So only -8 is valid.

Negative indexes into arData contain a hashtable of 32-bit integers pointing into the Buckets stored as positive indexes into arData. For some reason, this array has a hashtable of the default size of 8, where -8 is the only valid masked hash value, but its only valid Bucket contains an empty string key with a masked hash value of -3. So if you iterate over this array, you see the empty string key, but if you try to fetch something from it by key, the value is not found.

This should be tried as a workaround: opcache.interned_strings_buffer = 0 in php.ini.

When the element is added to $groupLoads, the hash of the string is copied into the Bucket:

	if (!ZSTR_IS_INTERNED(key)) {
		zend_string_addref(key);
		ht->u.flags &= ~HASH_FLAG_STATIC_KEYS;
		zend_string_hash_val(key);
	}
	p->h = h = ZSTR_H(key);

But p->h of the Bucket in question is zero, which is consistent with the table index of -8 being used instead of -3. The preceding lines show that the hash is only initialised if the string is not interned, so for interned strings, the hash value is presumed to be correct. By the time the core dump occurs, it apparently is correct, but when the array was constructed, it was wrong.

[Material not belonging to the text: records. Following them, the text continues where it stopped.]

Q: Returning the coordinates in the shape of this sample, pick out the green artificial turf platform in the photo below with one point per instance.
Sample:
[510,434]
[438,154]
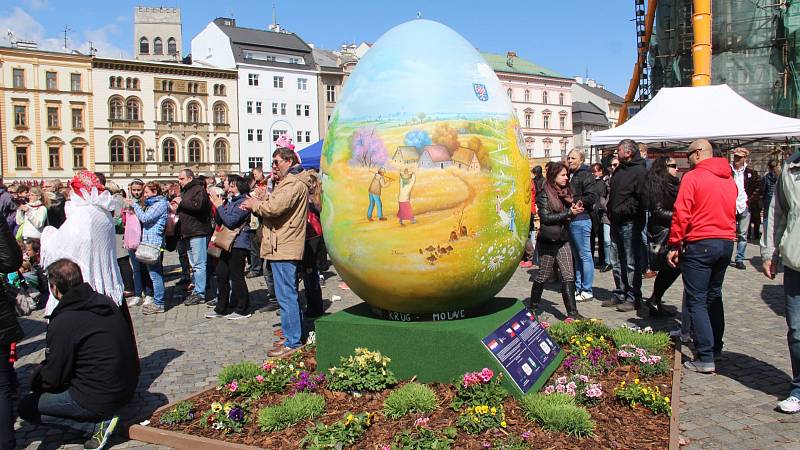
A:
[437,351]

opcache has a system for saving and restoring the array of interned strings, which I think may be implicated. In the core dump, the empty string stored by zend_empty_string is not present in interned_strings_permanent, which is the HashTable meant to track interned strings, which opcache saves and restores. Or at least, that string is not in accessible via the relevant negative index into arData. There is an empty string in arData[0] but it has a different pointer value and is not being used.

It's worrying that zend_empty_string is not in interned_strings_permanent, since tracing a non-opcache CLI request shows that being added to that hashtable is how it normally gets its hash value initialised.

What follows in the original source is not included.